L’exposition « Germaine Richier » sera présentée au Musée Fabre de Montpellier du 12 juillet au 5 novembre 2023, dans les lieux mêmes où Germaine Richier a fait ses premiers pas d’artiste. Commissariat général : Michel Hilaire, conservateur général du patrimoine, directeur du musée Fabre / Commissariat scientifique : Maud Marron-Wojewodzki, conservatrice du patrimoine, responsable des collections modernes et contemporaines du musée Fabre
L’exposition et son catalogue sont dédiés à la mémoire de Françoise Guiter, nièce et élève de Germaine Richier, qui a œuvré tout au long de sa vie à promouvoir et à documenter le travail de sa tante, où l’on peut notamment citer l’exposition présentée en 2006 à la Fondation Peggy Guggenheim de Venise.
#Publications
Germaine Richier, catalogue de l’exposition aux éditions du Centre Pompidou
Sous la direction d’Ariane Coulondre assistée de Nathalie Ernoult avec la participation scientifique du musée Fabre. Ouvrage de référence sur l’artiste, le catalogue de l’exposition réunit des essais et une documentation inédite. Une anthologie de textes redonne la parole à l’artiste tandis qu’une chronologie, richement illustrée et assortie d’extraits de correspondances inédites, restitue à la fois la singularité de son parcours et l’originalité de sa création. Ouvert à des regards contemporains, il offre également une carte blanche à huit invités (Orlan, Marie Darrieussecq, Geneviève Fraisse, Philippe Lançon, etc.) dont les regards croisés tracent le portrait d’une extraordinaire personnalité du monde de l’art de l’après-guerre.
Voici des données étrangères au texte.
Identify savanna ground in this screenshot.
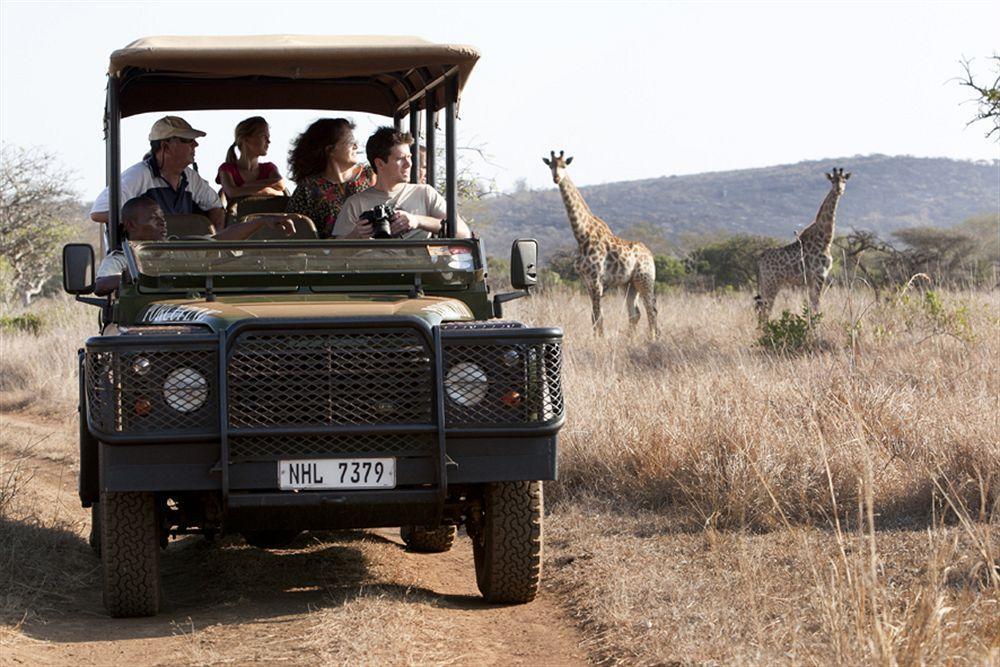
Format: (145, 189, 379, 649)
(1, 285, 997, 665)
Germaine Richier, l’album de l’exposition aux éditions du Centre Pompidou
Regards sur Germaine Richier aux éditions du Centre Pompidou − Textes critiques, édition établie par Ariane Coulondre. Réunissant 26 textes sur Germaine Richier, cette anthologie restitue la fascination que son oeuvre et sa personnalité exercèrent sur les milieux littéraires d’après-guerre. Aux articles signés d’éminents écrivains et critiques viennent s’ajouter des témoignages qui rendent compte de la révélation que constituait la visite de l’atelier parisien et ceux intimistes d’artistes qui fréquentèrent Richier. D’autres textes, enfin, viennent éclairer la question de la postérité de l’oeuvre de Richier en France et à l’étranger, soulignant son impact sur toute une génération d’artistes.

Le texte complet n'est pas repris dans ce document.